AMD Epyc has problems when you max out PCIe lanes

Quartz · 5 Feb 2020 at 13:46

Linus Tech Tips has an interesting video about the problems they had when they maxxed out the PCIe lanes on their Epyc server with umpteen NVME drives

TLDR There are major performance issues; it's all too fast and the bandwidth is overloaded. I'm wondering if Intel solutions have the same problems?

andy_mk3 · 5 Feb 2020 at 14:53

They were using up a very high percentage of 8 channel memory as well which wasn't helping the issue. I'd be amazed if an Intel platform would perform any better.

Quartz · 5 Feb 2020 at 15:20

So perhaps more RAM might have solved the issue?

humbug · 5 Feb 2020 at 16:14

Quartz said:
Linus Tech Tips has an interesting video about the problems they had when they maxxed out the PCIe lanes on their Epyc server with umpteen NVME drives

TLDR There are major performance issues; it's all too fast and the bandwidth is overloaded. I'm wondering if Intel solutions have the same problems?

Put simply they built a system with Mass Storage that is faster than RAM.

You need to watch the first part of this build video to understand what is going on. Its simply a case of EPYC CPU's having so many PCIe lanes its possible to Raid so many NVMe drives together the speed of that is faster than DDR4 can keep up with causing transfers between memory and drives to stall out, because the memory cannot keep up with the speed of the drives.

They Raid 24 NVMe drives. They were pushing storage transfer rates of near 30GB/s. that's faster than the memory can keep up with, or at least its about equivalent to DDR4 3800MT/s

Intel's CPU's don't have anywhere near as many PCIe lanes so its not possible to raid 0 anywhere near as many drives so Intel CPU's cannot possibly get anywhere near the speed to cause the memory to stall.

If you actually watch the video they explain what the problem is and the cure is to slow the transfer rates down, to a speed that's probably still faster than Intel can manage.

This is the video where they built this monster....

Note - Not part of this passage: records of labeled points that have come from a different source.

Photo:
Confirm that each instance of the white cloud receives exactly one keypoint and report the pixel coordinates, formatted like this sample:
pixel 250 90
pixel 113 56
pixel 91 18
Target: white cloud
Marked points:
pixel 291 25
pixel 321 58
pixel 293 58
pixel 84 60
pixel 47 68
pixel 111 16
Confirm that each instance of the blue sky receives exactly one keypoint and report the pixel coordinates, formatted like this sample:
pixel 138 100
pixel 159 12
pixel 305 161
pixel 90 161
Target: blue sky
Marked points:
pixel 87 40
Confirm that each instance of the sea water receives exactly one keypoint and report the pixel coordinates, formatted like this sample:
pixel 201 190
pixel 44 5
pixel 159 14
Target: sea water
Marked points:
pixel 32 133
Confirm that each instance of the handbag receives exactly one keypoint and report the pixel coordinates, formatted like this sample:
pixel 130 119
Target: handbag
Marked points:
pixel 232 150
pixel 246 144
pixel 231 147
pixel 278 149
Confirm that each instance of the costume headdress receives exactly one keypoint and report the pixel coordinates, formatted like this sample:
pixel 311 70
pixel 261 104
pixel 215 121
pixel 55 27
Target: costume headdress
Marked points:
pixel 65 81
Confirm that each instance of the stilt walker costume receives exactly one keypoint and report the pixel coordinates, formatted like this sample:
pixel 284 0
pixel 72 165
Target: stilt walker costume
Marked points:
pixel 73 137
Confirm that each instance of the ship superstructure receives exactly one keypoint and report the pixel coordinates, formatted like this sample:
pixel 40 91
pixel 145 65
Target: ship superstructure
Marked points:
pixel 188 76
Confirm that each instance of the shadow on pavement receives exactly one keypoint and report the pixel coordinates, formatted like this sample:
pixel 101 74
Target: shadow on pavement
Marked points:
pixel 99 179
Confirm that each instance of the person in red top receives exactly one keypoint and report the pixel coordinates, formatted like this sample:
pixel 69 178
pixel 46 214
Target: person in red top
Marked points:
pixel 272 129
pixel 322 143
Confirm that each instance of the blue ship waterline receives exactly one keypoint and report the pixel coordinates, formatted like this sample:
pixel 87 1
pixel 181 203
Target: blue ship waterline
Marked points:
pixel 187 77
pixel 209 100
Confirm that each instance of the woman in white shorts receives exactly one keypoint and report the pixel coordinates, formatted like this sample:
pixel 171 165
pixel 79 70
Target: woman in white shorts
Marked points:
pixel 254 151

Edit: if they would use Page Filing they would get higher memory performance than using RAM

Edit2: the CPU has 128 PCIe4 lanes, 24 NVMe drives running with 4 PCIe lanes is using 96 PCIe lanes. Memory is 4TB 8 Channel at 3200MT/s.

Quartz · 5 Feb 2020 at 16:57

humbug said:
You need to watch the first part of this build video to understand what is going on.

I did watch it and was fully cognisant of them fully using the PCIe lanes.

humbug said:
Put simply they built a system with Mass Storage that is faster than RAM.

As I said in my OP, it's too fast.

Vince · 5 Feb 2020 at 17:05

More to the point.. 24 nvme in raid 0, who takes that sort of risk in the real world? At the point where you are even considering it you should be considering san storage, at which point the bottleneck becomes the FC network.

Its a good technical exercise but really very little more.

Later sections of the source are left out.